Moiz Uddin with his children. (Photo courtesy: Moiz Uddin)

The Pakistan Association Dubai (PAD) advised and helped Uddin to apply for the government amnesty scheme.
“The scheme benefits families like his who are stuck in an unfortunate situation and have no money to get out of it,” said Shahid Ul Islam, a member of the association’s legal department. “Hundreds of families are approaching us. In most cases, the only breadwinner lost their job or business, as a result of which the family has not been able to renew their visas.”
Rizwan Fancy, who also works for PAD, thanked the UAE government for offering the amnesty.
“This is the best gift of the Year of Zayed (the 100th anniversary of the birth in 1918 of the UAE’s founding father, Sheikh Zayed),” he said. “The UAE has been always been the land of compassion and peace. All those who have already suffered a lot for not having proper legal documents and lack of funds should utilize this historic opportunity.”
PAD can help any Pakistani expat to apply. It provides legal sessions twice every week, during which it provides information about the amnesty and assistance with applying. Uddin said the process was simple and quick.
“The staff are very kind and supportive,” he added. “One should not feel hesitant or harassed.
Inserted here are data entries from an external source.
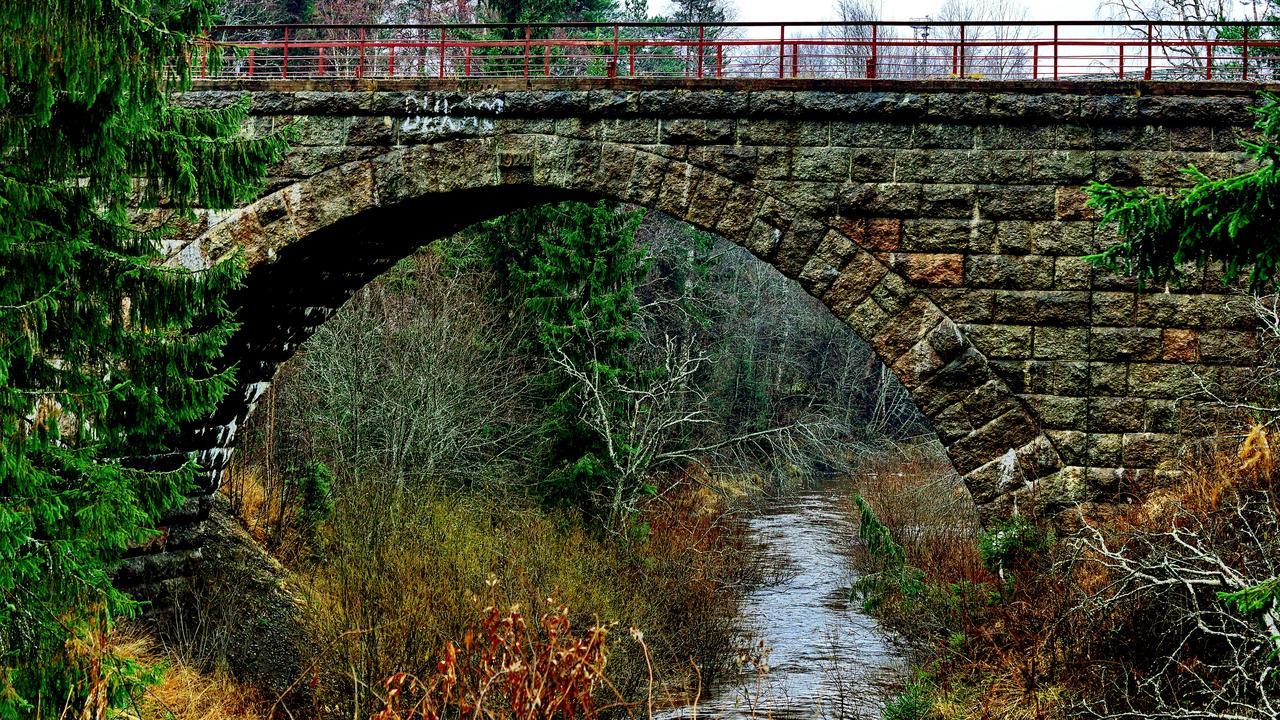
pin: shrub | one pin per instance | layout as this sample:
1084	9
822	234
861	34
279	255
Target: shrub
503	669
915	701
1011	543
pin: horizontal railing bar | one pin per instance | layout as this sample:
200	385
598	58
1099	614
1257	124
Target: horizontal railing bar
758	23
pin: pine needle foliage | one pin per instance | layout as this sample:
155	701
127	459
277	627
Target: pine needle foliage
103	352
575	267
1229	220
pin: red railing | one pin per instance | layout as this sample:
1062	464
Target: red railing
882	50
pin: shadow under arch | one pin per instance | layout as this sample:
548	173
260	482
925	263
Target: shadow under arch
311	244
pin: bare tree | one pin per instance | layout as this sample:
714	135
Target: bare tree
1188	55
1217	661
992	51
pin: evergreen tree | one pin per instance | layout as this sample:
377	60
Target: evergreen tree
103	351
575	267
549	10
1230	220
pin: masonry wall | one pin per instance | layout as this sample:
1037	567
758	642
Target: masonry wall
945	223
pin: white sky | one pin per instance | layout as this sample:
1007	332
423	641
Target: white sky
775	10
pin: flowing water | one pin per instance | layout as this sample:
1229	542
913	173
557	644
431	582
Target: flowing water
826	657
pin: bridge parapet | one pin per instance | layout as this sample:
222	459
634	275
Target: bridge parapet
944	224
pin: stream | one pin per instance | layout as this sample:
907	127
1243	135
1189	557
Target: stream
826	659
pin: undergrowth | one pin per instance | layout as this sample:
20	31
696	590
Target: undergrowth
1164	607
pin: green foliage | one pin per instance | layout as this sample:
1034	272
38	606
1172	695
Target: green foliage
1229	220
891	577
315	487
915	701
105	352
1011	542
549	10
1255	600
575	267
885	551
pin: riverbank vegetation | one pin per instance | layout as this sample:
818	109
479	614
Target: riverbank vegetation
1162	606
443	441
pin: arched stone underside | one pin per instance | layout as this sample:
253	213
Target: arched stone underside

The UAE government is helping us to come out of the crisis; hence we should avail of this golden opportunity.”
The three-month visa amnesty program began on August 1. It is available to all foreigners who are living in the country illegally and being fined daily for overstaying their permits. Centers have been set up around the country to process applications, with consular officials from many countries on hand to help with passport problems and any other issues.
It is expected that thousands of people, in particular laborers from countries such as Bangladesh, Sri Lanka, Pakistan, Nepal and the Philippines, will benefit from the scheme.
Foreigners who overstay their visas are fined between 25 and 100 dirhams a day ($7 to $27), depending on the type of visa, and are not allowed to leave the country until all fines are paid in full. As they quickly mount up over the months and years, the prospect of payment grows ever more slim. Under the amnesty, all fines for overstaying a visa are forgiven and people with no other debts or legal issues can leave the country. There are also free to return to the UAE if they obtain a new visa, with no preconditions.
The latest general amnesty is the fifth since 1996 and the first since 2013, when more than 60,000 people took advantage of the opportunity.
Maj. Gen. Mohammed Ahmed Al-Marri, director general of the General Directorate of Residency and Foreigners Affairs in Dubai, said a chance like this for people to solve their problems is too good to miss.
“These are not criminals,” he said. “We are here to support and help these people to start over again and start working.”
Temporary six-month visas are available for people who want to remain in the country legally and look for work. In addition, citizens of war-torn countries such as Syria and Yemen qualify for a one-year residence visa without restrictions.
“It’s a gift from the government of the UAE as a humanitarian gesture,” Al-Marri said.